少し呼吸の間隔が空いた。イムは自分でも意識しないまま肩から力を抜いた。カラスが泡を吹いて倒れる可能性は十二分に高かったのだ。これ以上厄介ごとを引き受けてたまるか、と心のなかで毒づいた。
第一、こんなことはカウンセラーや精神科医の仕事だ。自分は心理学方面を専攻するつもりはないし、そもそも免許すら持っていない。半端な知識でこういうケースの人間に関わるのは危険だ。

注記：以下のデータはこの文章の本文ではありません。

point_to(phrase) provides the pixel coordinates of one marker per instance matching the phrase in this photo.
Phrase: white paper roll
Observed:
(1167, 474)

そう思う割に、イムは席を離れようという気になれなかった。
カラスがまだ震える手で白湯の注がれたコップを手に取った。熱さに顔を顰めながら、それでもごくりと喉を鳴らして飲み込む。
「落ち着いたか」
「……ああ……」
まだ息は荒かったが、声で返事をするだけの余裕は生まれたようだった。
「何か思い出したのか」
「夢を」
「夢?」
「昔の……まだ、平和だったころのコロニーが……自分には、俺には妹がいて……」
「そうか」
「世界が壊れるのを見て、それで、俺たちの前に、星の顔をした男が……」
「……そうか」
イムには、せいぜい相槌を打つぐらいしかできなかった。
自分で自分の身体を裂いた人間は愚かだと思っていた。
だが、目の前で震える少年の傷は、より深いところで未だ治りきっていないのだ。そのことにようやく気付いた。
「ふう……」
イムは深く溜息をついた。それから自分も、持ってきたスパイスヌードルにお湯を注いで、ほどなく食べ始めた。
深夜の食堂に突き刺すような辛い香りと麺を啜る音が響き渡った。イムは時々カラスの口から洩れる言葉に適当に頷きながら食べ続け、スープまで全部飲み干した後も、やはりまだ座って適当に少年の相手をし続けた。
翌日の仕事には、二人揃って遅刻した。